Students and teachers will be recommended, not required, to wear masks.

“We didn’t want to get to a place where we were creating a disciplinary dynamic,” Rivera said.

Staff, including teachers, will be required to wear masks in common areas, however.

VIRTUAL LEARNING Rivera said the virtual learning experience would be greatly improved for the 2020-21 school year.

Parents, he said, showed “incredible grace” when the district first pivoted to virtual learning this spring, but would not “let us make the same mistakes twice.”

Deputy superintendent Belinda Walters-Brazil began the meeting with a rundown of the district’s efforts at improving the online learning experience. That was intentional, according to Rivera.

“If we said to (families), ‘Do you want to continue with what you had in the spring?’ that would be a disservice to all the feedback that we’ve got: surveys, emails, forums, Zoom forums,” he said. “We are making a commitment to doing virtual learning better.”

According to district surveys and focus groups, inconsistent setup of Schoology among different teachers and schools as well as insufficient direct instruction, as opposed to self-guided instruction, were among parents’ complaints regarding virtual learning.

Rivera also said there would be consistent grading and expectations for attendance for students who opt to take virtual classes in the coming school year.

But given the nature of virtual learning, parents who go that route will have to make a commitment of their own.

“My daughter is enrolled in a summer learning program,” Rivera said. “So that means that four days a week, we got a 45-minute live Zoom session. As a parent, that does not mean that I (just) put my kid on a laptop … I’m literally, or my wife is literally sitting next to her.

“So I think that as families consider the virtual option,” he continued, “it will require a commitment by families to be present in it. And we commit to doing our part to teaching families and supporting families on how to do that.”

Marietta City Schools’ pre-K program focuses on social and emotional development, something it simply couldn’t offer in a virtual setting, Rivera said.

“We didn’t want to promise something we couldn’t deliver.”

Meanwhile, decisions regarding sports and other extra curricular activities are still being discussed by groups such as the Georgia High School Association.

CONTINGENCY PLANSAlmost two months after Gov. Brian Kemp lifted a shelter-in-place order for most Georgians, effectively reopening the state, cases are on the rise.

Students attending school on campus who get sick or who have to self-isolate for whatever reason will be allowed to take virtual classes for a 14-day period, Rivera said.

Board member Irene Berens said some students who opted to attend in-person might later decide they would rather take classes virtually, and vice-versa.

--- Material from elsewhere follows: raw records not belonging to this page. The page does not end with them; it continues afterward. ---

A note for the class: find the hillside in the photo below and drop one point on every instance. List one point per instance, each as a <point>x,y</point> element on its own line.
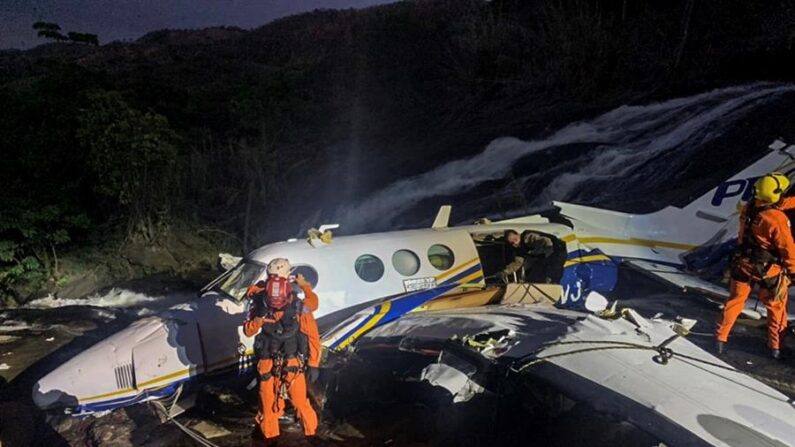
<point>228,138</point>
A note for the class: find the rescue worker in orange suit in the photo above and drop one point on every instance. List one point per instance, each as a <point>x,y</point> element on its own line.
<point>288,345</point>
<point>765,257</point>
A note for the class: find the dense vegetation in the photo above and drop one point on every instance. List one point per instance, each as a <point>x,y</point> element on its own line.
<point>237,134</point>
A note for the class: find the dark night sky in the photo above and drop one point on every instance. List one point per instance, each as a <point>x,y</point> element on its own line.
<point>130,19</point>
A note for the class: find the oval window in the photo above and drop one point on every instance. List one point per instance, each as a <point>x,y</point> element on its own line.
<point>369,267</point>
<point>441,256</point>
<point>406,262</point>
<point>309,272</point>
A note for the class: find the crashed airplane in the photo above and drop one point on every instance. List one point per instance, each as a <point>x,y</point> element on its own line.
<point>436,282</point>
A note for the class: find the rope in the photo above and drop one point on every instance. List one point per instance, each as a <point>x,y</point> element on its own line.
<point>664,354</point>
<point>191,433</point>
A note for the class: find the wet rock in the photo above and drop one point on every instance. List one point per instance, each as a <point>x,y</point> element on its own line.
<point>86,283</point>
<point>210,430</point>
<point>151,259</point>
<point>113,430</point>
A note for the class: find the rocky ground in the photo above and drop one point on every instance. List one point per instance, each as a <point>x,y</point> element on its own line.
<point>374,407</point>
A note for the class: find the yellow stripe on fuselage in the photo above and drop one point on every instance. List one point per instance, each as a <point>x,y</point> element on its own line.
<point>461,267</point>
<point>584,259</point>
<point>636,242</point>
<point>367,326</point>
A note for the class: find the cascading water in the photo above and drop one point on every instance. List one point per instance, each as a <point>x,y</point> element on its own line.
<point>628,147</point>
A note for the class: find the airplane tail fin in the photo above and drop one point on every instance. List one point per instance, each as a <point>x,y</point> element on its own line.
<point>708,218</point>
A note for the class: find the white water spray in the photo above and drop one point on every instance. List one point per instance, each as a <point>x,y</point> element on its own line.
<point>628,137</point>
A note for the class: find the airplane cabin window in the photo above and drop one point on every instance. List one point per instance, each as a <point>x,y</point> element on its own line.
<point>406,262</point>
<point>309,272</point>
<point>369,268</point>
<point>241,278</point>
<point>441,256</point>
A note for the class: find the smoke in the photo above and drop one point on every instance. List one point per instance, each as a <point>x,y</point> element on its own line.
<point>626,139</point>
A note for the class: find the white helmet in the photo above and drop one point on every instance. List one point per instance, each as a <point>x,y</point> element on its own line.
<point>280,267</point>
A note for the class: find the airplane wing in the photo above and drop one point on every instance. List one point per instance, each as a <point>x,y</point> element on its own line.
<point>588,360</point>
<point>689,282</point>
<point>678,278</point>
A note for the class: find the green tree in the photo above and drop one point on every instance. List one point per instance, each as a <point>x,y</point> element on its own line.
<point>30,237</point>
<point>86,38</point>
<point>49,30</point>
<point>133,156</point>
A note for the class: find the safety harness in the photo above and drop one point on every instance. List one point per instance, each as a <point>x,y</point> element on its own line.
<point>282,339</point>
<point>760,259</point>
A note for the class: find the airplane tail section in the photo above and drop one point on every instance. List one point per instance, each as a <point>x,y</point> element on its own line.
<point>709,218</point>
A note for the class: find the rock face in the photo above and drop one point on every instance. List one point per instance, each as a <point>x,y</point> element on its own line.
<point>151,259</point>
<point>87,283</point>
<point>182,254</point>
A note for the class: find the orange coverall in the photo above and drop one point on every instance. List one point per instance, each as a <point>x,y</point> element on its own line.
<point>771,231</point>
<point>272,405</point>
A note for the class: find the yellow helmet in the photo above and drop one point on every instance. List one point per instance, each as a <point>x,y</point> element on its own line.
<point>770,187</point>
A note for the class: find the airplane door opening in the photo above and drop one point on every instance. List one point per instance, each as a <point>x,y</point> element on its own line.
<point>540,266</point>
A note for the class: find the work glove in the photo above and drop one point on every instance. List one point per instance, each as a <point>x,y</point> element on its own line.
<point>312,374</point>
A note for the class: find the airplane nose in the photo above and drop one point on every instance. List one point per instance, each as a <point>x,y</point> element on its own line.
<point>48,395</point>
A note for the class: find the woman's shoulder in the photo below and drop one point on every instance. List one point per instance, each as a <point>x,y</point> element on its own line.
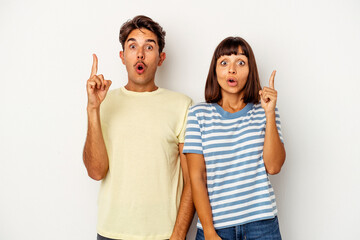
<point>201,107</point>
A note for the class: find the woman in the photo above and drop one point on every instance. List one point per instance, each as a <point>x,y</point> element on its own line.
<point>233,141</point>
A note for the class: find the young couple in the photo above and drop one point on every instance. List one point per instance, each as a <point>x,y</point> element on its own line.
<point>153,172</point>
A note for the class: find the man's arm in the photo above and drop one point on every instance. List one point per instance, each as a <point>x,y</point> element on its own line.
<point>186,210</point>
<point>95,156</point>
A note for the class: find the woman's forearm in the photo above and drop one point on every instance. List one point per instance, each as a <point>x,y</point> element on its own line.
<point>274,151</point>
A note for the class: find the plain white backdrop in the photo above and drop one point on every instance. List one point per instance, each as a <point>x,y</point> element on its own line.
<point>46,49</point>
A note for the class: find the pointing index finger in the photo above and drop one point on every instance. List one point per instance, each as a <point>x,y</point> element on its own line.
<point>272,79</point>
<point>94,67</point>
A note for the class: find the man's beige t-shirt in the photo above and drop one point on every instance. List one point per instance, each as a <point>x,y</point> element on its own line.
<point>140,195</point>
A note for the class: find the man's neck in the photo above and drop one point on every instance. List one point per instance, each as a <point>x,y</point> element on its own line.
<point>141,88</point>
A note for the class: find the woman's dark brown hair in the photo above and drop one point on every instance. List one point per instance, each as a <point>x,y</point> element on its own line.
<point>139,22</point>
<point>252,87</point>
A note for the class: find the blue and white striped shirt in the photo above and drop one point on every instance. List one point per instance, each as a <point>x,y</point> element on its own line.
<point>232,144</point>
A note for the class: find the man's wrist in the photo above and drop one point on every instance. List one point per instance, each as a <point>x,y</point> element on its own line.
<point>91,109</point>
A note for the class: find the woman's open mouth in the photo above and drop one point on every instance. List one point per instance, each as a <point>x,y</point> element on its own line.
<point>232,82</point>
<point>140,68</point>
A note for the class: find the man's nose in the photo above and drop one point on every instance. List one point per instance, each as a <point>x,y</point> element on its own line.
<point>140,55</point>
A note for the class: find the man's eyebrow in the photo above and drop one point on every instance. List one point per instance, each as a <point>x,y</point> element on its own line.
<point>147,40</point>
<point>151,40</point>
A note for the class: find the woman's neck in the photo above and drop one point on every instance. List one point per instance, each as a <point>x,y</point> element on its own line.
<point>232,103</point>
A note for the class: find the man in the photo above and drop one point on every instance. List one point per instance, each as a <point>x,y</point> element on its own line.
<point>134,143</point>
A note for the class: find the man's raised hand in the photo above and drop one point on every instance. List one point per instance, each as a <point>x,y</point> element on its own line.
<point>97,87</point>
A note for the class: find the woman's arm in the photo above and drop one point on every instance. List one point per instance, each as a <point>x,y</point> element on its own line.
<point>197,170</point>
<point>274,151</point>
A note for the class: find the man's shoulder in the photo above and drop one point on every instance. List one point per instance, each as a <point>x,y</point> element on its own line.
<point>172,95</point>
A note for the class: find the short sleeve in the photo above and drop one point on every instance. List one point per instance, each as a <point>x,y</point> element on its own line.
<point>278,124</point>
<point>193,141</point>
<point>181,136</point>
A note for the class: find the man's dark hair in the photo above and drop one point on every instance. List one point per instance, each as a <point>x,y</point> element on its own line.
<point>252,87</point>
<point>139,22</point>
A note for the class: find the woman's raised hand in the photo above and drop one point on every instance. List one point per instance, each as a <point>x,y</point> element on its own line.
<point>268,95</point>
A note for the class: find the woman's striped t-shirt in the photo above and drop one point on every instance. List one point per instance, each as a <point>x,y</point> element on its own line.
<point>232,144</point>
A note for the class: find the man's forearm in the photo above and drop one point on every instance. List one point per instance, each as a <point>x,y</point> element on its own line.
<point>185,214</point>
<point>95,156</point>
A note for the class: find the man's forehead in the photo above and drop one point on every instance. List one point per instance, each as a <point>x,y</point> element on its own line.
<point>142,35</point>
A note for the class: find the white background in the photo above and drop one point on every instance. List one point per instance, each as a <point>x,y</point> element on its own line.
<point>46,49</point>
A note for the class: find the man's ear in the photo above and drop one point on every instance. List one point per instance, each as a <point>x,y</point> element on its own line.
<point>122,57</point>
<point>162,58</point>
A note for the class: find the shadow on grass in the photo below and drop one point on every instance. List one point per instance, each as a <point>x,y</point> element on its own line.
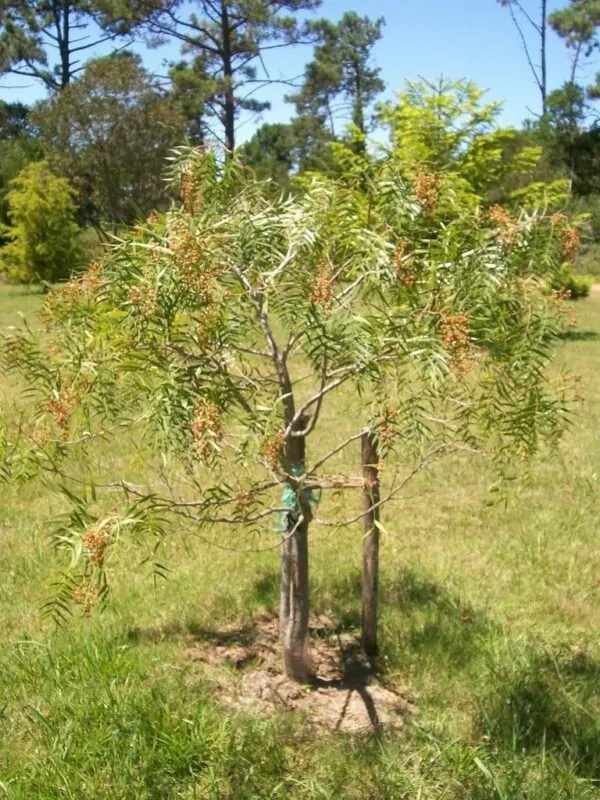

“We can’t be reacting to 9,000 different situations,” one for each of the district’s students, Rivera said, but the district would, on a case-by-case basis, apply a “common sense and reasonableness test” to requests from parents.

She also asked Rivera what would happen in the event of a dramatic increase in the virus’s spread.

If a government body such as Cobb and Douglas Public Health asks the district to close its school, the district will immediately comply, Rivera said.

The district has been working with Cobb and Douglas Public Health to make regular testing available to staff and to draft letters that would be sent to parents in the event that a student attending in person tests positive for the virus.

Rivera stressed the safety protocols are not final.

The district will organize virtual town halls beginning in July to solicit feedback from parents about the plans.